L’association de protection de l’environnement s’émeut surtout que le futur PLUI « ouvre la voie à l’artificialisation de 354 ha en-dehors de la tache urbaine actuelle ».
Sur le volet habitat, la Frapna indique « rejoindre » le constat de l’Autorité environnementale qui, dans son avis du 19 février 2018, écrit ceci : « La prévision de consommation foncière liée à l’habitat est peu optimisée avec une part importante (42 %) d’espace en extension urbaine, qui ne traduit pas d’inflexion à la baisse par rapport à la période précédente. »
Portes du Vercors et Neyrpic, des projets en contradiction avec le PADD
De nombreuses solutions existent pour éviter de gaspiller du foncier, soutiennent les militants, comme réhabiliter « des immeubles ou quartiers entiers en déshérence » ou « dépolluer et aménager » des friches industrielles. Par ailleurs, « au vu des tendances actuelles du commerce », pointe l’association, la Métropole ferait bien d’identifier dès à présent les futures friches commerciales comme « autant de terrains disponibles pour reconstruire la ville sur la ville ».

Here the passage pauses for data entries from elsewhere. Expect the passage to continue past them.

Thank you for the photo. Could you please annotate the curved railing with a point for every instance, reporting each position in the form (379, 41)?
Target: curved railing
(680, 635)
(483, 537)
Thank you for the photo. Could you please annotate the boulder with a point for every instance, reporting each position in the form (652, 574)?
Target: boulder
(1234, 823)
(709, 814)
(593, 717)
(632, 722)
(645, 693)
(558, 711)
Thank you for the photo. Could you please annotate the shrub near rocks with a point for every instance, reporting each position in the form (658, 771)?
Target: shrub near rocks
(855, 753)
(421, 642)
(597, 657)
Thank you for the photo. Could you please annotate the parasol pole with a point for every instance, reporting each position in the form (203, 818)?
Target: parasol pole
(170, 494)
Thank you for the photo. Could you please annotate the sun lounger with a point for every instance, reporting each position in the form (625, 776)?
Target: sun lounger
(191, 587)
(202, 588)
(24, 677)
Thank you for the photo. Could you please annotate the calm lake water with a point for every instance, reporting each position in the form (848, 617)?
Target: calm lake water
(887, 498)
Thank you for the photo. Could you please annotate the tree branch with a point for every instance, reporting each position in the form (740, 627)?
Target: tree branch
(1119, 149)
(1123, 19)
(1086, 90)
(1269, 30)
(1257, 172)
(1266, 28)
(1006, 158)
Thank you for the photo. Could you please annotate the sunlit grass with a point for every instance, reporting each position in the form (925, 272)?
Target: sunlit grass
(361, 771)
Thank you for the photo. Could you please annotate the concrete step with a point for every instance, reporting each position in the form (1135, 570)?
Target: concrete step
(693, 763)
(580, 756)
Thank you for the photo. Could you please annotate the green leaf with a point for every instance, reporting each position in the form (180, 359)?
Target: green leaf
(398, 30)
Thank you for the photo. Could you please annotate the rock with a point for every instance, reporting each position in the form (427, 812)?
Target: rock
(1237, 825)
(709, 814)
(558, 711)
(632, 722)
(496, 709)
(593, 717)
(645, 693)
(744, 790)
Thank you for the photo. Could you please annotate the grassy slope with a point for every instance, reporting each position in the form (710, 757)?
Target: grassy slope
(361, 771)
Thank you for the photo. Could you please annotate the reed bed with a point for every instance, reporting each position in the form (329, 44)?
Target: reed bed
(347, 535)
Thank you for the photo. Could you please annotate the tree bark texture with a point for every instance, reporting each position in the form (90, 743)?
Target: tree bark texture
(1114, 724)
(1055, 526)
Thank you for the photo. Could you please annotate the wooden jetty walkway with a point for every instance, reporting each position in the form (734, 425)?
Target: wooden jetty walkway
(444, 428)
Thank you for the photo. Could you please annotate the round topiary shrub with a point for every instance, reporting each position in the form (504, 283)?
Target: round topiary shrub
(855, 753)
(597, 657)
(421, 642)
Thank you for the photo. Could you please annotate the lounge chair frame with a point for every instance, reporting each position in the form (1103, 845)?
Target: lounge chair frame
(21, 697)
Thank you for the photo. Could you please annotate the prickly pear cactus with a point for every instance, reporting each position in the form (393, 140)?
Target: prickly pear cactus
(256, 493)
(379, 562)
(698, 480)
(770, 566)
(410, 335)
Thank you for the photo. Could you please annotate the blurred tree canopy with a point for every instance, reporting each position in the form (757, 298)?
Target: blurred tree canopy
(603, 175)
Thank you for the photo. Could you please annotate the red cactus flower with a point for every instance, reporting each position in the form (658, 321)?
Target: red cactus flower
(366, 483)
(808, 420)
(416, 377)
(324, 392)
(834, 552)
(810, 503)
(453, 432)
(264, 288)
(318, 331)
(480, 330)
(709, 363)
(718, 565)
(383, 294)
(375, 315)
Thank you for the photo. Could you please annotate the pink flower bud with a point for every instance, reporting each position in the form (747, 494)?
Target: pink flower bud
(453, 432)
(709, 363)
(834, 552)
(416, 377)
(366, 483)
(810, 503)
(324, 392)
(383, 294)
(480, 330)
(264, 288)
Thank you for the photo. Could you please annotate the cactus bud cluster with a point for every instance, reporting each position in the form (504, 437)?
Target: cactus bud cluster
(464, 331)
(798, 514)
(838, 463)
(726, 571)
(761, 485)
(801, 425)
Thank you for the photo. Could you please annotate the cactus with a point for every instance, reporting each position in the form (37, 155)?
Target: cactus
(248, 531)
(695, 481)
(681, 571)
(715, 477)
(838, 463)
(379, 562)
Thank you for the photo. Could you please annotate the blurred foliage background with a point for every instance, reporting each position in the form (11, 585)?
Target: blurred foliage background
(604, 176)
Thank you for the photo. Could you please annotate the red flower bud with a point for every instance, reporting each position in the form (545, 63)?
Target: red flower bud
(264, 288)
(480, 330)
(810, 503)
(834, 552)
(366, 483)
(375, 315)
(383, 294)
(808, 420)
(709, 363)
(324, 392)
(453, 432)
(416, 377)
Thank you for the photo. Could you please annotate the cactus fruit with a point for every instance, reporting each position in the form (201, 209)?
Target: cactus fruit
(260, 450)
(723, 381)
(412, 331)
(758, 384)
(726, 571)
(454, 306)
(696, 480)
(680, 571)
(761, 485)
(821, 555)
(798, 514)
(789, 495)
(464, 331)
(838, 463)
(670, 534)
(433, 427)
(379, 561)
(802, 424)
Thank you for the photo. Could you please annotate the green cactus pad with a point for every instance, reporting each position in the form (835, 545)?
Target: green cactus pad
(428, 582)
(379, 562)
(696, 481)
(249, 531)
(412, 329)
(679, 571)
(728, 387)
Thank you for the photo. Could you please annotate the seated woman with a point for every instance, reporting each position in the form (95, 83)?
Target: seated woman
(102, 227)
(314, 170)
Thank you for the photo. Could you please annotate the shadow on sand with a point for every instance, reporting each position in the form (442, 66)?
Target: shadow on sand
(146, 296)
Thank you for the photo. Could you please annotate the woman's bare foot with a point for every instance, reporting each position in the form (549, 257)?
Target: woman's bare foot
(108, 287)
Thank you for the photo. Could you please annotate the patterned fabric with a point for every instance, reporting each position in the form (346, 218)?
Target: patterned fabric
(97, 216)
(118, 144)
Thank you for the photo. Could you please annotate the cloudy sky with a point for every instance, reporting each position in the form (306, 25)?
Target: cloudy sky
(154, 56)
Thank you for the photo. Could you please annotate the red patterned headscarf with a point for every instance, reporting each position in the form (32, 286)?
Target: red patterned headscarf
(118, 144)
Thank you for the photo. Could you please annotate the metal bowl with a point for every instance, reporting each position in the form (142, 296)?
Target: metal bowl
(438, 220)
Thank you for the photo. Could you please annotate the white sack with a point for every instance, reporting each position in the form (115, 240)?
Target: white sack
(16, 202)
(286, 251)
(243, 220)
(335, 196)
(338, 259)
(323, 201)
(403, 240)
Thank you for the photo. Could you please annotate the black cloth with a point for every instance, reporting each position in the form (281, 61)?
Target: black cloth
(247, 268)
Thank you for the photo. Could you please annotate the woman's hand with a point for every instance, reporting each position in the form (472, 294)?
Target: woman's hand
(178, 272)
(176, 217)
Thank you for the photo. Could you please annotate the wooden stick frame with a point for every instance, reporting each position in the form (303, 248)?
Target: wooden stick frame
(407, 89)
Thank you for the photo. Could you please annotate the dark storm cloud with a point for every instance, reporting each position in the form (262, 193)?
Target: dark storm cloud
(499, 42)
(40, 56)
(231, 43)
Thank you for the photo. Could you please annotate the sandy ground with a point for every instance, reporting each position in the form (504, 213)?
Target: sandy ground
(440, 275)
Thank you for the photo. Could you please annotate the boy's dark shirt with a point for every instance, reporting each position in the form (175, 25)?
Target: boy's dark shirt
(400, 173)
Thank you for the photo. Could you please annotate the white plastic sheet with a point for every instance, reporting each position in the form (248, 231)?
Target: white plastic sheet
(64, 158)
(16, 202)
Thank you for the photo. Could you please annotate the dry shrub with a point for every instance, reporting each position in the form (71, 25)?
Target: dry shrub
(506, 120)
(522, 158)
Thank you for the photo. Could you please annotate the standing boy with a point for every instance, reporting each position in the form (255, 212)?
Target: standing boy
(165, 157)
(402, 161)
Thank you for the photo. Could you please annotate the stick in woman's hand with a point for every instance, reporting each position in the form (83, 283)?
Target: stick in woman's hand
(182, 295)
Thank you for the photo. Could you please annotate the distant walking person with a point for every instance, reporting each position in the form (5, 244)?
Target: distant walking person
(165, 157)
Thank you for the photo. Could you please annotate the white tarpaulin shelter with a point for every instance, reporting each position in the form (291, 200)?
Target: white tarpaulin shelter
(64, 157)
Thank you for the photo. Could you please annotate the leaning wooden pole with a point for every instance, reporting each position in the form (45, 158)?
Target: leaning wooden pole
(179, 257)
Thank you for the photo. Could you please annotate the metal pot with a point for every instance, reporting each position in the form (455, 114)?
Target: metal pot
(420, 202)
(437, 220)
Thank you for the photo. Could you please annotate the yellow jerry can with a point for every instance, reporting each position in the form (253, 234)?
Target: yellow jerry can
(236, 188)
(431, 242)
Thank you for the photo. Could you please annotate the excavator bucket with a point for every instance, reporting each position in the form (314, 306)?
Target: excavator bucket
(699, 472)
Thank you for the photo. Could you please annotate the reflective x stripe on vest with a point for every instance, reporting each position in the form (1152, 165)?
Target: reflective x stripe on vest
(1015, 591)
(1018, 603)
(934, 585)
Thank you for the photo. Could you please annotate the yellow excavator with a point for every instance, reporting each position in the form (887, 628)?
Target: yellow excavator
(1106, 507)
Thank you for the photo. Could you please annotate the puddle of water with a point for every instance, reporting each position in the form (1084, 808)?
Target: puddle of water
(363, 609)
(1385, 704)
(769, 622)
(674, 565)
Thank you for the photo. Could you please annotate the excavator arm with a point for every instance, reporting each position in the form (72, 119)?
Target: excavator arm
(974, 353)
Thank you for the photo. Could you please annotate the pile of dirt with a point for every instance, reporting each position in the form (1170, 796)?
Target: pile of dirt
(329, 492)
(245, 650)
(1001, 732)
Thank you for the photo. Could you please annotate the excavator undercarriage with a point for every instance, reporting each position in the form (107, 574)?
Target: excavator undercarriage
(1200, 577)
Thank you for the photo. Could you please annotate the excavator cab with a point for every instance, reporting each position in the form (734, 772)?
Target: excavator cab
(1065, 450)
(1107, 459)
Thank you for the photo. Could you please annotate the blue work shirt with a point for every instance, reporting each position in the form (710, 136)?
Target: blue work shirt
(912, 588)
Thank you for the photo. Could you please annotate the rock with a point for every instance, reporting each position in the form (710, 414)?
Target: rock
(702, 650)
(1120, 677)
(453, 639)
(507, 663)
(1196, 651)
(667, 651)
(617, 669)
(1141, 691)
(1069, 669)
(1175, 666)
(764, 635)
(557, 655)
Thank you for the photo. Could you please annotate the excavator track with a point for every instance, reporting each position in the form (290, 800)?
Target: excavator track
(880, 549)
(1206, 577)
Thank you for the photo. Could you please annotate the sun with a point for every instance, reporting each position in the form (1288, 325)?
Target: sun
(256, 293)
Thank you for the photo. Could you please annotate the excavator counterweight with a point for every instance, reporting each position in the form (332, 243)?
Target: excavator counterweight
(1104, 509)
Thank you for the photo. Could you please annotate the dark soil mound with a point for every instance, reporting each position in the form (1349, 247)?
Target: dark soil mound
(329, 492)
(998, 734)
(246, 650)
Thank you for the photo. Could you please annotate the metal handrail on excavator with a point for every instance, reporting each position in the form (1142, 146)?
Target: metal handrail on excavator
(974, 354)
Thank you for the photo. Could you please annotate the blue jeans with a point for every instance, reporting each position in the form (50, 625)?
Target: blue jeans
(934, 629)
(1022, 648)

La Frapna se désole en outre de trouver encore dans la feuille de route du PLUI des projets tels que celui des Portes du Vercors et du centre commercial Neyrpic, « qui sont pétris de contradictions vis-à-vis du PADD [projet d’aménagement et de développement durable, ndlr] et des besoins de la transition écologique ». La Frapna propose de les « remettre en débat ».
Elle enjoint également la Métropole de stopper l’artificialisation des sols, en particulier dans les hameaux, et l’invite à mettre la pédale douce sur la consommation foncière « là où il y a du mitage urbain et des risques de conurbation », en particulier « sur le plateau de Champagnier, au pied du massif de Belledonne et le long des routes de Chartreuse ».
« Il faut des changements radicaux »
Outre la consommation importante de l’espace, la Frapna repère d’autres trous dans la raquette. « Le PLUI ne protège pas toujours la population du bruit et de la pollution de l’air. » « Le PLUI prévoit la protection des milieux naturels et de la biodiversité, sans pour autant arrêter leur dégradation. » L’association regrette aussi qu’il n’y ait aucune disposition de lutte contre la pollution lumineuse.
Pour finir, Francis Odier, vice-président de la Frapna Isère, blâme le manque de volonté politique de la Métropole. « Ce document est intercommunal, mais ils [les services, les élus, ndlr] ont beaucoup assemblé des projets communaux. Il y a peu d’arbitrages qui ont été faits à l’échelle de la Métropole », blâme-t-il.
Soucieuse de faire rectifier le tir, la Frapna demande notamment à la Métropole que soient identifiées des « opérations de désimperméabilisation » des sols et que soient réservés en plus grand nombre des emplacements pour des sites dédiés à l’agriculture urbaine : jardins partagés, ferme communale…
« Ce PLUI n’est pas mauvais, tout au moins dans ses intentions au niveau du PADD, [projet d’aménagement et de développement durable, ndlr], tente de nuancer Francis Odier, mais le curseur ne va pas assez loin dans la traduction opérationnelle. C’est une approche de petits pas, sans commune mesure par rapport à l’enjeu du réchauffement climatique et alors qu’on est de plus en plus nombreux à dire qu’il faut des changements radicaux », argue le militant.